Congresswoman Tammy Duckworth (IL-08)
Despite rising core expenses, seniors, veterans, and Americans with disabilities to receive only 0.3 percent COLA increase in 2017 after facing a zero COLA in 2016
Washington, DC–(ENEWSPF)–October 18, 2016. Congresswoman Tammy Duckworth (IL-08) and Senator Elizabeth Warren (D-MA) today renewed their call for Congress to pass the Seniors and Veterans Emergency (SAVE) Benefits Act, which they introduced to boost Social Security and other critical benefits for seniors, Veterans, and Americans with disabilities. This follows today’s announcement by the Social Security Administration (SSA) that the cost-of-living adjustment (COLA) will be 0.3 percent for 2017, after a zero COLA in 2016. Warren sponsors the legislation along with 22 Democrats in the Senate and Duckworth sponsors it along with 58 Democrats in the House.

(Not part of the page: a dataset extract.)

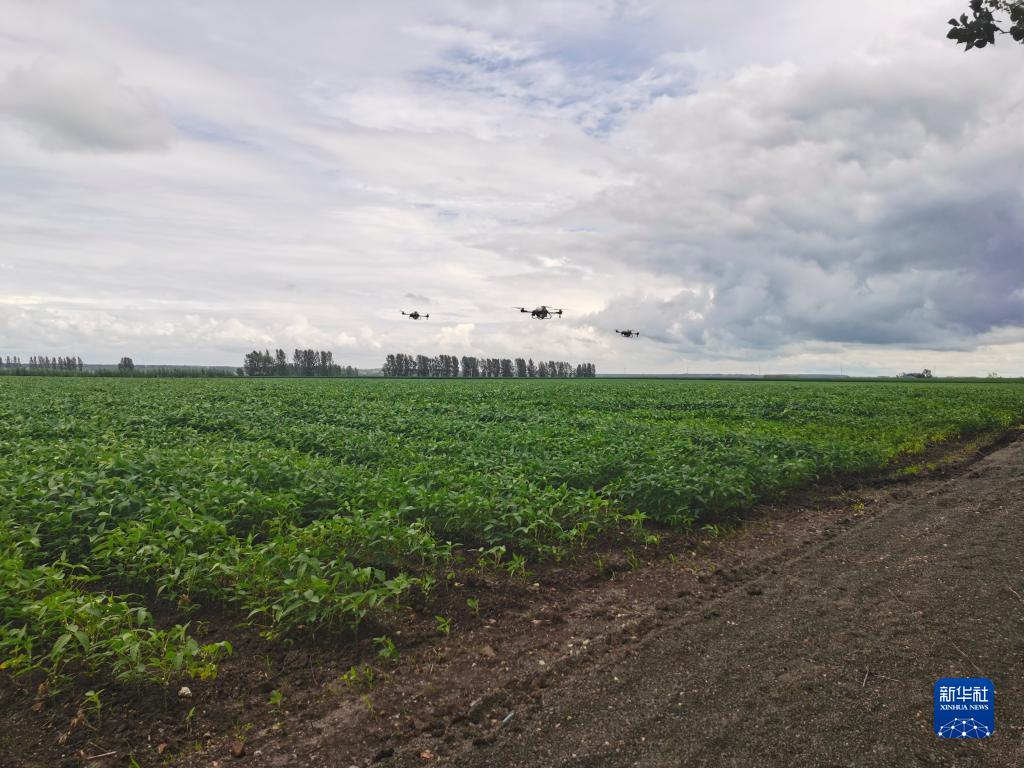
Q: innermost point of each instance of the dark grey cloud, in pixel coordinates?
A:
(82, 105)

“After receiving no cost-of-living adjustment last year, this year’s miniscule COLA is yet another disappointment for the millions of seniors, Veterans and those living with disabilities who rely on Social Security to pay their bills. I hope this inadequate COLA convinces my colleagues on both sides of the aisle that Congress must fix this flawed formula and act to provide emergency relief to struggling Americans. They can start by joining me and Senator Warren to pass our fully-paid-for SAVE Benefits Act to give Social Security beneficiaries the meaningful raise they deserve before this Congress adjourns,” said Rep. Duckworth.

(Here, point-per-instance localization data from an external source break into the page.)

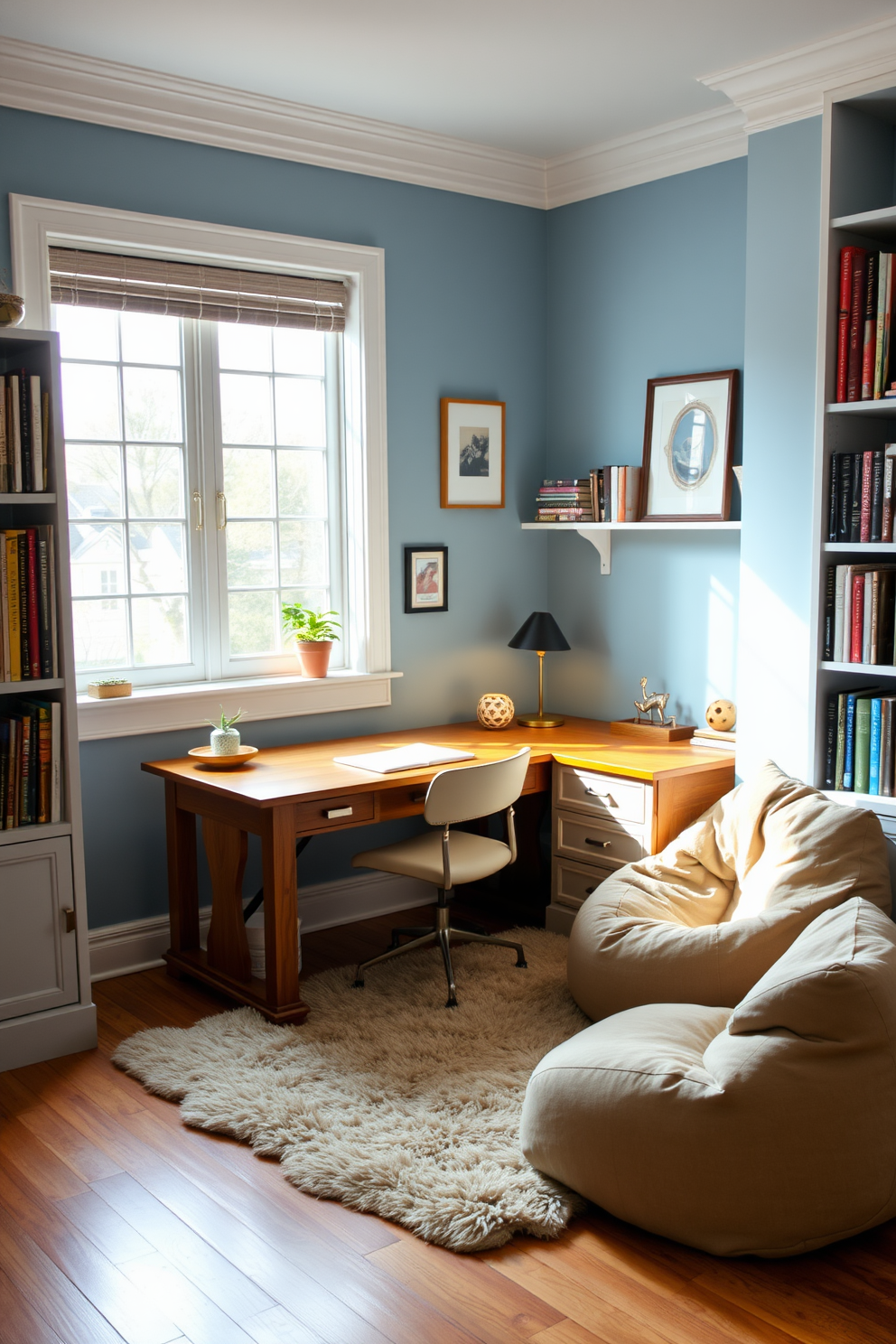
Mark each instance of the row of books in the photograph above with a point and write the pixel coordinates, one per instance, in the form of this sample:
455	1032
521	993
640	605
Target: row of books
860	495
24	429
860	614
30	762
28	647
864	335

“For many seniors and other Americans struggling to make ends meet on tight budgets with rising expenses, today’s COLA announcement offers little relief,” said Senator Warren. “There is still time to help make up for the fact that there was no cost-of-living adjustment in 2016. Congress should pass the SAVE Benefits Act when we are back in session in November to give a much-needed boost to millions of Americans who have earned it.”
The SAVE Benefits Act would give about 70 million seniors, Veterans, Americans with disabilities, and others an emergency payment equal to 3.9 percent of the average annual Social Security benefit, about $581 – the same percentage raise that top CEOs received last year.

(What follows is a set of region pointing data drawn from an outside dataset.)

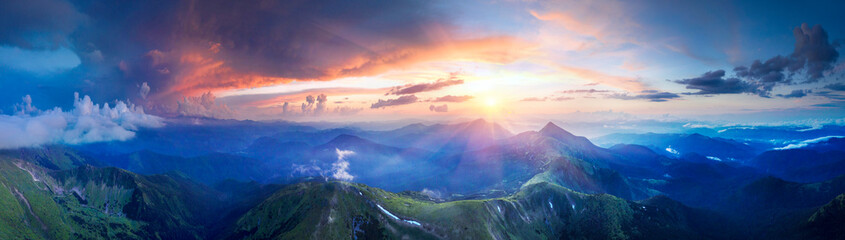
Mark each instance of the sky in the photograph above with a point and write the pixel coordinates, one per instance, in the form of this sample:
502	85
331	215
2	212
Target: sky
741	61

A $581 increase could cover almost three months of groceries for seniors or a year’s worth of out-of-pocket costs on critical prescription drugs for the average Medicare beneficiary. The bill would lift more than 1 million Americans out of poverty. The cost of this emergency payment would be covered by closing a tax loophole allowing corporations to write off executive bonuses as a business expense for “performance pay.” The substantial additional revenue saved by closing the CEO compensation loophole would be used to bolster and extend the life of the Social Security and Disability trust funds.